Neste passo do argumento, há que se perguntar se Leibniz não comete a falácia da composição, isto é, afirmar que as características das partes são necessariamente características do todo. As falácias caracterizam-se por enunciar uma inferência universal e necessária quando ela não existe realmente. Isso não impede, contudo, que na realidade - em determinados casos, mas não sempre - o todo tenha as características das partes. 

Certamente seria falacioso afirmar que se todos os jogadores de um time têm excelente desempenho individualmente, então necessariamente o time terá um excelente desempenho no campeonato. Não obstante, não seria falacioso afirmar que um muro construído com tijolos vermelhos será um muro vermelho.

A plausibilidade desse passo do argumento de Leibniz advém do fato de que se algo é contingente, não parece que se tornará menos contingente se somado à outra coisa também contingente. O mesmo acontecendo se fosse o caso de duas coisas contingentes somadas à uma terceira igualmente contingente e assim por diante até o infinito. O caso é que o que as torna contingentes é sua natureza intrínseca e que esta não muda simplesmente pela união com outras da mesma natureza.

Seria como se alguém quisesse formar um colar somente adicionando uma pérola à outra sem um fio que as ligasse. Não importa a quantidade de pérolas que fossem adicionadas, elas nunca formariam um colar de verdade.

Por outro lado, Deus, o Ser necessário, não é uma exceção ao princípio da razão suficiente postulado por Leibniz. Ele também tem uma razão suficiente, só que não em outro, mas em si mesmo. Sua natureza explica sua existência eterna e seus atributos de perfeição. 

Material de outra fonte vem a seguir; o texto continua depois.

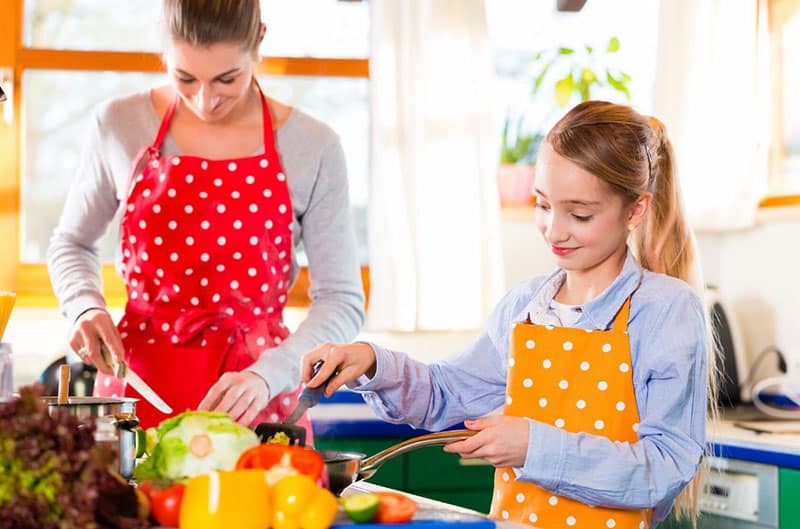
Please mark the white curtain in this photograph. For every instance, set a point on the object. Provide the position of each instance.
(712, 92)
(435, 253)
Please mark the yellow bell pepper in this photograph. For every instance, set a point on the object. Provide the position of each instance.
(222, 500)
(299, 503)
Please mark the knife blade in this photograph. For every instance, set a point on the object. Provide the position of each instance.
(123, 372)
(309, 397)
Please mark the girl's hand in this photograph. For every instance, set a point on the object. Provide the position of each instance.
(240, 394)
(501, 440)
(92, 330)
(348, 362)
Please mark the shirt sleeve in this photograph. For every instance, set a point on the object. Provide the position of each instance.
(467, 385)
(336, 292)
(671, 365)
(72, 256)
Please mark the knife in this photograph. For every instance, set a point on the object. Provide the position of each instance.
(123, 372)
(309, 397)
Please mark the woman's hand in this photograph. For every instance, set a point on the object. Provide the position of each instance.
(93, 330)
(240, 394)
(501, 440)
(348, 362)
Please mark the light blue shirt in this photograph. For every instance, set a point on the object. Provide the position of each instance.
(668, 339)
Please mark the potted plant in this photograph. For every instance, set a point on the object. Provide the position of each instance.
(561, 76)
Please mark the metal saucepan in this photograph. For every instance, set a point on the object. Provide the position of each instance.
(115, 419)
(345, 468)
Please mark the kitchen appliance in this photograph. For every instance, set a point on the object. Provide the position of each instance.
(115, 419)
(729, 346)
(345, 468)
(738, 495)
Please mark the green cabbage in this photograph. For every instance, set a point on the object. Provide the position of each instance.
(193, 443)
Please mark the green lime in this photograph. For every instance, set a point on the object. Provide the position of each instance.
(141, 442)
(361, 507)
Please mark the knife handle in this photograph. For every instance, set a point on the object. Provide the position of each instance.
(119, 368)
(312, 395)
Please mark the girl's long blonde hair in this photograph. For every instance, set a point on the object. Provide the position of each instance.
(633, 155)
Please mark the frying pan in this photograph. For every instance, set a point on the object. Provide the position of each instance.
(345, 468)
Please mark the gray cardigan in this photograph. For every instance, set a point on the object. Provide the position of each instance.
(314, 164)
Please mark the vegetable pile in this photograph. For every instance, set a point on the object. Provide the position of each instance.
(53, 475)
(193, 443)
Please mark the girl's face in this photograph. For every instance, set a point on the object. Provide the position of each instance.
(211, 80)
(582, 220)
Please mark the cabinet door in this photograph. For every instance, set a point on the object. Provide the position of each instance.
(391, 474)
(788, 494)
(433, 468)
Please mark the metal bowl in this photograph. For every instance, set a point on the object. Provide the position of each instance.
(116, 420)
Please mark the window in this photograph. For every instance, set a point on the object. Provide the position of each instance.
(518, 29)
(60, 59)
(784, 21)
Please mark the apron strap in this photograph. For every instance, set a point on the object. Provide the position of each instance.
(621, 319)
(269, 135)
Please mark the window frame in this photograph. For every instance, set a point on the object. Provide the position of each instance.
(779, 12)
(30, 280)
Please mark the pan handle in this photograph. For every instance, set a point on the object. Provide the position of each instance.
(371, 464)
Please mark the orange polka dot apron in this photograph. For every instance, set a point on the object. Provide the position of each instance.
(578, 380)
(206, 256)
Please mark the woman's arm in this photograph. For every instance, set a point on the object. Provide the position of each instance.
(72, 255)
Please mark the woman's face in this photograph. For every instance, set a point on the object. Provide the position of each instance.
(211, 80)
(582, 220)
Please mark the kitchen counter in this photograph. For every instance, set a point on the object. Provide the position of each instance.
(432, 509)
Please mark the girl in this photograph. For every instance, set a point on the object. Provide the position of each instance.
(227, 183)
(600, 366)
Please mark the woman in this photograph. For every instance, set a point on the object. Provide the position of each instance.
(600, 366)
(226, 183)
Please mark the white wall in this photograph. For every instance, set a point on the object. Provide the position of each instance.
(757, 271)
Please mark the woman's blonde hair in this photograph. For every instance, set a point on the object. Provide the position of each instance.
(207, 22)
(633, 155)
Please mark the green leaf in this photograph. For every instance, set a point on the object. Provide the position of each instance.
(618, 85)
(537, 82)
(564, 89)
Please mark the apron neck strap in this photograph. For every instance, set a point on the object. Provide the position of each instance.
(162, 130)
(621, 319)
(269, 141)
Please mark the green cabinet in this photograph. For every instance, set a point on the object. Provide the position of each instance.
(428, 472)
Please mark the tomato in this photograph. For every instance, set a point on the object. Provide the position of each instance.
(265, 456)
(394, 508)
(165, 502)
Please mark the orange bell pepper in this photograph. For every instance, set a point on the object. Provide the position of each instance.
(298, 503)
(286, 460)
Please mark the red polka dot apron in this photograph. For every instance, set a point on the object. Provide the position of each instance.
(580, 381)
(206, 257)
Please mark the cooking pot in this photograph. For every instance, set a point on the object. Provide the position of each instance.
(345, 468)
(115, 419)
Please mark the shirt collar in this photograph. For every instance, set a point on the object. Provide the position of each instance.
(598, 313)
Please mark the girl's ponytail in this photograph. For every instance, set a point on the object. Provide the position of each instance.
(663, 242)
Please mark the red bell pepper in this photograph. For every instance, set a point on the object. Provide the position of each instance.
(265, 456)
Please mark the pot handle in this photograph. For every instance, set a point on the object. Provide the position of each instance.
(371, 464)
(125, 421)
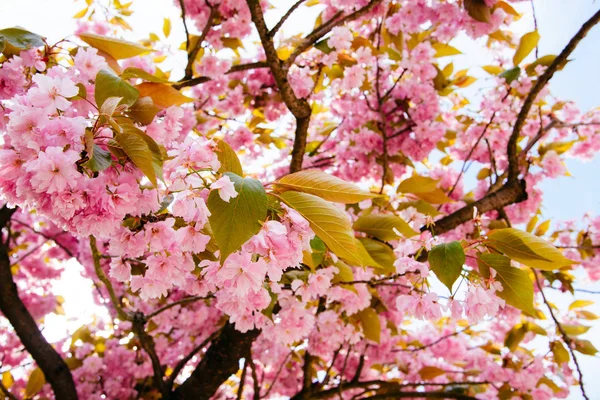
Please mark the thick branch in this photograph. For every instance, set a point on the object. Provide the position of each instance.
(558, 63)
(564, 335)
(55, 370)
(219, 363)
(325, 28)
(298, 107)
(289, 12)
(510, 193)
(147, 343)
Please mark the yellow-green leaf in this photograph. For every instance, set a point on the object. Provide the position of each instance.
(382, 226)
(365, 256)
(133, 72)
(13, 40)
(446, 261)
(117, 48)
(478, 10)
(162, 95)
(7, 379)
(143, 151)
(528, 249)
(545, 61)
(516, 283)
(167, 27)
(228, 159)
(429, 373)
(381, 253)
(542, 228)
(35, 383)
(492, 69)
(580, 304)
(417, 184)
(371, 326)
(436, 196)
(236, 221)
(444, 50)
(327, 221)
(326, 186)
(528, 42)
(108, 84)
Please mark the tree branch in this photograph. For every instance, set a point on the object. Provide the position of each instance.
(558, 63)
(218, 364)
(104, 279)
(298, 107)
(564, 335)
(182, 363)
(236, 68)
(55, 369)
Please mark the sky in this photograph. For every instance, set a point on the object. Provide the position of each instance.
(565, 198)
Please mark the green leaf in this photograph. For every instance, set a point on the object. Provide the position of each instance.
(382, 226)
(370, 323)
(580, 304)
(478, 10)
(446, 261)
(235, 222)
(133, 72)
(517, 286)
(417, 184)
(228, 159)
(527, 249)
(429, 373)
(365, 256)
(36, 382)
(528, 42)
(381, 253)
(116, 48)
(511, 75)
(444, 50)
(323, 185)
(108, 84)
(143, 151)
(13, 40)
(585, 347)
(328, 222)
(162, 95)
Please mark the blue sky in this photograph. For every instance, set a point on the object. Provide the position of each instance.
(558, 20)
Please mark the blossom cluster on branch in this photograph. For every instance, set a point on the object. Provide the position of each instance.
(290, 218)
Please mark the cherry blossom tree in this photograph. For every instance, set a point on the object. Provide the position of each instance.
(290, 218)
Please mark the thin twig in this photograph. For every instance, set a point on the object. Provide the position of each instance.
(185, 300)
(564, 335)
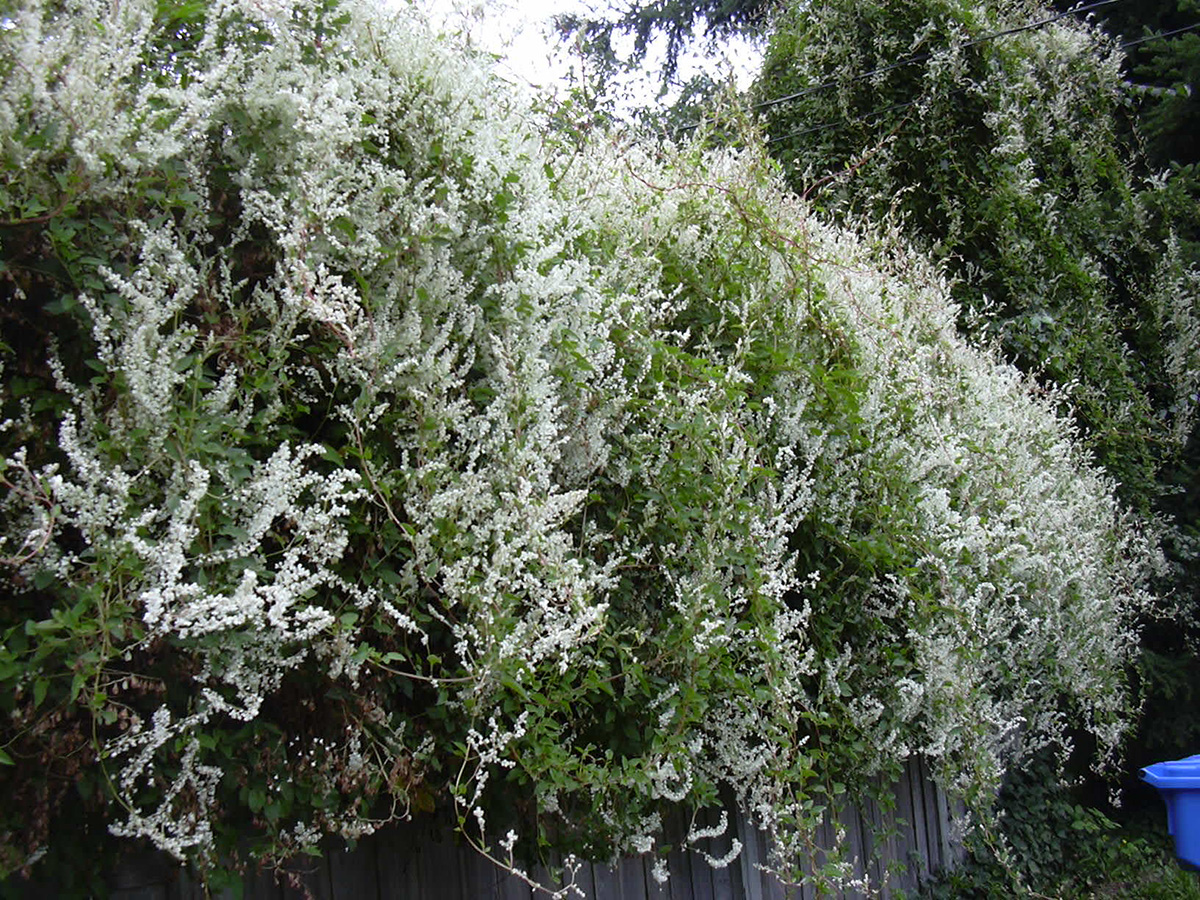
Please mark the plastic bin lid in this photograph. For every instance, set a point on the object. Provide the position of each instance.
(1174, 775)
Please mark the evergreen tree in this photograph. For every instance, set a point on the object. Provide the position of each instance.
(1003, 155)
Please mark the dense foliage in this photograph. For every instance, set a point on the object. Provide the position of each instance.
(369, 453)
(679, 22)
(1003, 155)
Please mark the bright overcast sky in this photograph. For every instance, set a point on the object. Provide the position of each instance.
(521, 33)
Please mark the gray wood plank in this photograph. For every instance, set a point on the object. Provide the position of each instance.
(753, 847)
(397, 865)
(441, 874)
(353, 874)
(306, 879)
(631, 879)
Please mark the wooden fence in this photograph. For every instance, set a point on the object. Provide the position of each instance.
(418, 862)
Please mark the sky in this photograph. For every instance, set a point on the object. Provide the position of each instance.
(521, 33)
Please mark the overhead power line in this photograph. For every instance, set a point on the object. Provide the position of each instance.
(1193, 27)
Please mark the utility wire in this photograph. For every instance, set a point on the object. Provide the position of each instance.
(1193, 27)
(894, 107)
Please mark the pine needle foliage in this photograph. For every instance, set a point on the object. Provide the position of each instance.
(371, 450)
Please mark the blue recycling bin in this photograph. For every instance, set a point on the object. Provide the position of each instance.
(1179, 784)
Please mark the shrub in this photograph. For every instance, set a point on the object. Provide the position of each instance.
(369, 450)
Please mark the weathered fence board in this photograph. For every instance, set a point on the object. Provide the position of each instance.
(894, 850)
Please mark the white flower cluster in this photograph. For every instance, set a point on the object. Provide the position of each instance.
(423, 399)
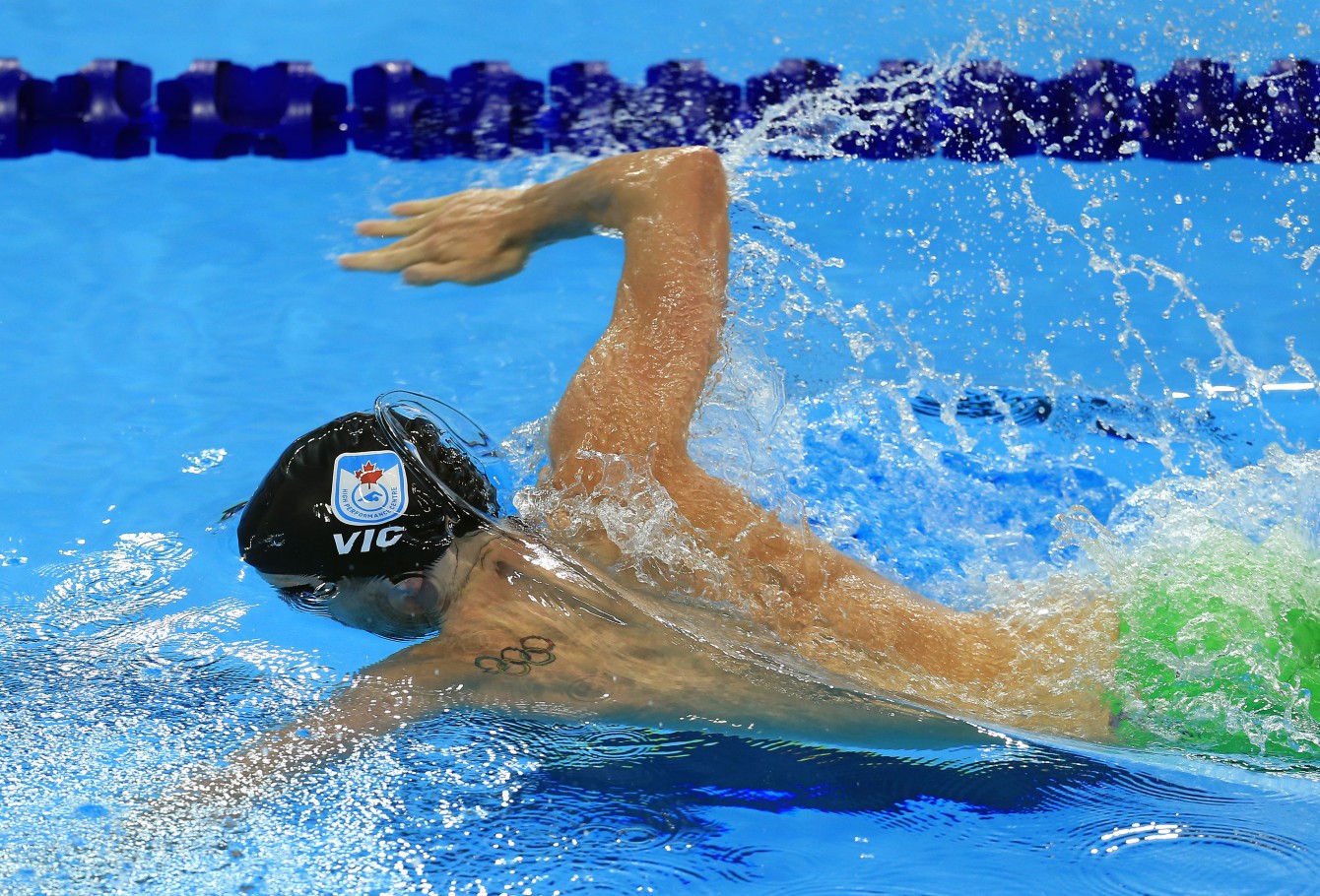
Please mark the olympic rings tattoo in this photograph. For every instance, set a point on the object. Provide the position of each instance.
(532, 651)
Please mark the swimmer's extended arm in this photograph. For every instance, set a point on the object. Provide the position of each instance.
(636, 391)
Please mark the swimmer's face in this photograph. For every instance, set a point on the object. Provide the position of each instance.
(403, 608)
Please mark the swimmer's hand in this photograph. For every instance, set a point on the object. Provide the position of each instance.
(473, 237)
(480, 236)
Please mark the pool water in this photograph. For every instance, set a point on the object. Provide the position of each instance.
(167, 326)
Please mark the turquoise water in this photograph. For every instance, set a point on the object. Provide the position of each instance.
(166, 326)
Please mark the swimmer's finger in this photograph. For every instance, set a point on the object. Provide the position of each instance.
(393, 227)
(428, 274)
(418, 206)
(388, 259)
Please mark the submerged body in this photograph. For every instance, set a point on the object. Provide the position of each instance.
(539, 625)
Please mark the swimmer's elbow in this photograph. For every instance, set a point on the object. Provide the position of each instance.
(701, 170)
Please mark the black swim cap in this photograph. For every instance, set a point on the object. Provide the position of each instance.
(369, 493)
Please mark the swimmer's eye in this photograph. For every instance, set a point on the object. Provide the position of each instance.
(306, 597)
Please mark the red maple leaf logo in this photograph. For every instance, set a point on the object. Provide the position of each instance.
(369, 474)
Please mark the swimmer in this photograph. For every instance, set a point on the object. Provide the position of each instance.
(385, 522)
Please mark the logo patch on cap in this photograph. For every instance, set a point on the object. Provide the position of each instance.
(368, 487)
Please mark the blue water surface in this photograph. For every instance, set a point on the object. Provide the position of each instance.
(166, 326)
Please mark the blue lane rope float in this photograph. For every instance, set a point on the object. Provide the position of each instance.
(978, 111)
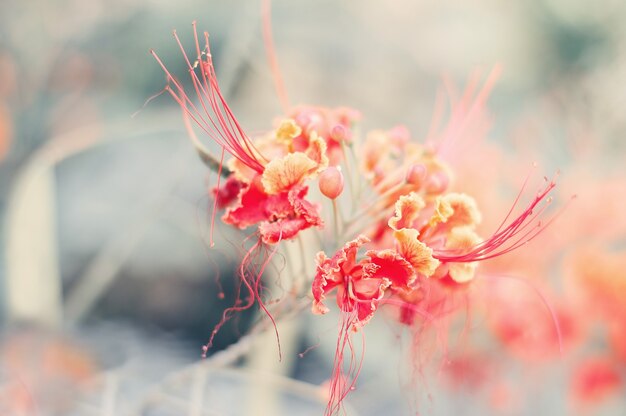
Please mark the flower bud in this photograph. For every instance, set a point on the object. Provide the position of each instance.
(416, 174)
(331, 182)
(340, 133)
(437, 183)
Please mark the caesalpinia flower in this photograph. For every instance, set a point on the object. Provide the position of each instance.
(406, 227)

A razão suficiente de Deus é o fato de ser o Ser necessário, aquele que não depende de nenhum ser exterior a Ele para ser o que é e nem para existir como existe. E a necessidade da existência de um Ser necessário foi demonstrada logicamente pela insustentabilidade de uma cadeia infinita de de seres contingentes. O mundo, então, é uma cadeia de seres contingentes cuja razão suficiente se encontra, em última instância, em Deus, cuja razão suficiente se encontra no fato de ser o Ser necessário.